Tiene cuarenta años y aprendió el oficio mirando a su padre, que recibió un premio estatal por su trabajo con el santoor. De aquella escuela doméstica salieron las manos que hoy construyen el rabab, el santoor, el saz-e-Kashmir, el sitar cachemir, el rabab sij y el surnai. Trabaja casi siempre por encargo, para compradores de Jammu y Cachemira y de otras partes de la India.

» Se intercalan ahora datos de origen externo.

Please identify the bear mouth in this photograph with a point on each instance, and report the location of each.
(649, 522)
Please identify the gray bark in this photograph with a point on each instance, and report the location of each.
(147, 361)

Son los instrumentos de la Sufiana Mausiqi, el repertorio clásico de Cachemira, donde el santoor se acompaña del saz-e-Kashmir —un violín que se toca apoyado verticalmente sobre la rodilla— y de un par de pequeños timbales. El rabab sij que también construye viene de otra memoria: la de Bhai Mardana, el músico musulmán que acompañaba a Gurú Nanak, y llega a Narbal a través de encargos de Punyab y de la diáspora sij.
Su preocupación no es la demanda, sino quién vendrá después. "Este oficio es mi sustento", dijo. "No hay mucha gente que lo tome o lo aprenda, pero quisiera decir que todos deberían mantenerse conectados con el arte." Sostiene que un artesano capacitado puede ganar bien, y pide programas gubernamentales dedicados y un reconocimiento institucional mayor para los constructores de instrumentos de Cachemira.
El punto de comparación está a pocos kilómetros, en Zaina Kadal, en el corazón viejo de Srinagar: Ghulam Mohammad Zaz, octava generación de su familia en el oficio, condecorado con el Padma Shri en 2022, dice no tener sucesor. Dar, en Narbal, todavía tiene la madera cortada y el encargo pendiente.